Oban.Met (Oban Met v0.1.11)
Metric introspection for Oban.
Oban.Met
supervises a collection of autonomous modules for in-memory, distributed time-series
data with zero-configuration. Oban.Web
relies on Met
for queue gossip, detailed job counts,
and historic metrics.
Highlights
Telemetry powered execution tracking for time-series data that is replicated between nodes, filterable by label, arbitrarily mergeable over windows of time, and compacted for longer playback.
Centralized counting across queues and states with exponential backoff to minimize load and data replication between nodes.

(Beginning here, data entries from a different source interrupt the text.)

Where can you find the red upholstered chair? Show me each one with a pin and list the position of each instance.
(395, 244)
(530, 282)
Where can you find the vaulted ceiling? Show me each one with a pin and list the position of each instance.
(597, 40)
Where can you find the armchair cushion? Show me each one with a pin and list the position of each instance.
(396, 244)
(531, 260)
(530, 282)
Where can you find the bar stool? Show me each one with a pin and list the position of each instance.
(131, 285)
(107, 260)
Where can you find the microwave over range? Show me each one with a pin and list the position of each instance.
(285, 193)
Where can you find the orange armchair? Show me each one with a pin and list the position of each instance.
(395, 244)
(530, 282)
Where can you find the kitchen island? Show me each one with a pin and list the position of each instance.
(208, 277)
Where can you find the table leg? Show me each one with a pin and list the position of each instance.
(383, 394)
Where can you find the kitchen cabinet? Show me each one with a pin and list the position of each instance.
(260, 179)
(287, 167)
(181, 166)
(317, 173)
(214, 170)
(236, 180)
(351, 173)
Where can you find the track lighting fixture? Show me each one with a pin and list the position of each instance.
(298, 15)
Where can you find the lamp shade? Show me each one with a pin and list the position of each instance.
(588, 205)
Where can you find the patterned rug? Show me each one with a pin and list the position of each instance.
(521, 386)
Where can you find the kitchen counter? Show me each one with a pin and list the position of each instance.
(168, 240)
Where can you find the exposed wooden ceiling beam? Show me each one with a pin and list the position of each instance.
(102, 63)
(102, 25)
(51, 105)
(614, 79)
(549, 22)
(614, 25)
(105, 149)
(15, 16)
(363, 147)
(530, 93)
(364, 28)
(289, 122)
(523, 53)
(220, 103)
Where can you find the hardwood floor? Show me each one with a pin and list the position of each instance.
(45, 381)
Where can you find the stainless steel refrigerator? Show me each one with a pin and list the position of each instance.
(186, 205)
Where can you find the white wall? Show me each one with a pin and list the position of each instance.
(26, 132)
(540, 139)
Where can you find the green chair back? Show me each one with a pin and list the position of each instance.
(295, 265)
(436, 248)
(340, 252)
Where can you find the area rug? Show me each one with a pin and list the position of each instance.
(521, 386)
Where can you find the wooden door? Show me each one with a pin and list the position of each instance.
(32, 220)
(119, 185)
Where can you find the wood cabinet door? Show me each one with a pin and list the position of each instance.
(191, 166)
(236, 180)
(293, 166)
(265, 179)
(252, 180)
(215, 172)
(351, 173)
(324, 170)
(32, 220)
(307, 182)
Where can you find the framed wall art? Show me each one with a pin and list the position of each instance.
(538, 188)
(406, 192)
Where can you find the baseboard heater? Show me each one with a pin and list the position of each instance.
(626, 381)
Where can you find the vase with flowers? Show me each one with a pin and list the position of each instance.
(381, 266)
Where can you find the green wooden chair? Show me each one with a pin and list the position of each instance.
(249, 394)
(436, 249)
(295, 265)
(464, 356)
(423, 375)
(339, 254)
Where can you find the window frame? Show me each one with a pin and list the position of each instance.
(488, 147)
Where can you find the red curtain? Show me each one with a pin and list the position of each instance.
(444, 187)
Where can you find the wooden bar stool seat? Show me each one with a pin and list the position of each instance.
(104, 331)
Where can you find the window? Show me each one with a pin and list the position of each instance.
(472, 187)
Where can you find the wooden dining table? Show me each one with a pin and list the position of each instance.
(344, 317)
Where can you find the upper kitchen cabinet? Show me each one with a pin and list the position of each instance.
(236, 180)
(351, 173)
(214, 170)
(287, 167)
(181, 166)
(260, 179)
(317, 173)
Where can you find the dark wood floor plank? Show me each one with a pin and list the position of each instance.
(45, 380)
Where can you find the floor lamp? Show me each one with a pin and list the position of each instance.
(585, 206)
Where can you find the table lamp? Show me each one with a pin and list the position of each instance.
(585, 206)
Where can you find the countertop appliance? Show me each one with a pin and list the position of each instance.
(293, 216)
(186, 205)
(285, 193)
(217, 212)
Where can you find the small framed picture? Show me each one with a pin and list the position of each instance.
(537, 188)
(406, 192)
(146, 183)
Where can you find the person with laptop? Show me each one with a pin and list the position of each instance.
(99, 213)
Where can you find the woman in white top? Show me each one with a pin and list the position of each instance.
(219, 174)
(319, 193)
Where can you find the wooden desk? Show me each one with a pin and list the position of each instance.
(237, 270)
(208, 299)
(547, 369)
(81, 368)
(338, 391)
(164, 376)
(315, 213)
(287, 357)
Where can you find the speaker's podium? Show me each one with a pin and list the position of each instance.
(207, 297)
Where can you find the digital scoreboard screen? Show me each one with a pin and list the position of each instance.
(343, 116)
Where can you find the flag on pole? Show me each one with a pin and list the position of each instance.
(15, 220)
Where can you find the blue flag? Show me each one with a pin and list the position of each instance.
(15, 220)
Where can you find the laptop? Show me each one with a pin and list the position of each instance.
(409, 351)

Ephemeral data storage via data replication with handoff between nodes. All nodes have a shared view of the cluster's data and new nodes are caught up when they come online.
Summary
Functions
Retrieve stored producer checks.
Get a normalized, unified crontab from all connected nodes.
Get all stored, unique values for a particular label.
Get the latest values for a gauge series, optionally subdivided by a label.
Get all stored values for a series without any filtering.
List all recorded series along with their labels and value type.
Start a Met supervisor for an Oban instance.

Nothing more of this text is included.